Norfolk Southern’s new initiative to provide expedited service between the East and West coasts with three partners — ocean carrier Hapag-Lloyd, western U.S. Class I counterpart Union Pacific and The Port of Virginia — suggests the four parties are seeking opportunities to maximize recent capital investments while also addressing ongoing congestion.
NS (NYSE: NSC) said the partnership, named OceaNS Bridge Express, will provide shippers a new option to reach West Coast markets. The service will originate at the Norfolk International Terminal at The Port of Virginia and interchange with UP (NYSE: UNP) in Chicago, NS said last week.
NS told FreightWaves that the service aims to cut down travel time because it takes advantage of an additional call in Virginia, which was not previously an option. Containers traverse the remainder of the trip via NS and UP, instead of taking the Hapag-Lloyd ship all the way to Los Angeles or Oakland. This service shortens transit time and prevents shippers from having to wait for space at the West Coast ports, according to NS.
NS’ announcement addresses the congestion at the West Coast ports and the massive investments that have been made at the East Coast ports to expand capacity and accommodate larger vessels, according to Mike Baudendistel, FreightWaves’ head of intermodal solutions.
The new initiative could also serve as an opportunity to bolster the East Coast ports, particularly as West Coast port operators and dockworkers negotiate a new contract to replace the current labor agreement set to expire on June 30.
“Before the pandemic, the East Coast ports had been taking share from the West Coast ports. During the pandemic-era ‘everything shortage,’ the West Coast ports gained share and port diversification strategies came into favor as shippers looked to get goods to consumption centers quickly,” Baudendistel said.
“Now that retailers’ inventory levels are bloated, goods movement in general is less time sensitive, which will likely put the East Coast ports back in favor, which is typically a cheaper alternative for trans-Pacific goods destined for eastern U.S. consumption centers,” he continued.
In announcing the new service last week, executives at NS and UP said it provides shippers with an additional option.
“The current environment has led shippers and carriers to think creatively about moving their goods,” said Shawn Tureman, NS vice president for intermodal and automotive marketing.
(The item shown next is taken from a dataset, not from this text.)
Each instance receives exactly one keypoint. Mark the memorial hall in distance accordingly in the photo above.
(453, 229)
Said Kari Kirchhoefer, vice president for UP’s premium, marketing and sales segment: “Union Pacific’s intermodal network is strategically positioned to provide container shippers an alternative with this overland service to the West Coast. Our joint service product to Seattle/Oakland/Los Angeles/Long Beach will expedite these trans-Atlantic shipments to consumer markets in the West.”
Separately, The Port of Virginia said last Wednesday that May was its “most productive month” in the port’s history, with the port processing 314,942 twenty-foot equivalent units, up 8% from May 2021. May’s record surpassed the previous record set in December 2021, and it was the third consecutive month that the port exceeded 314,000 TEUs.
The Port of Virginia announced in April that it would be the only stop on the East Coast for Hapag-Lloyd’s reworked Mediterranean Gulf Coast Express service. That weekly service consists of eight Panamax vessels and involves moving cargo overland by rail to California via Virginia, the port said in April.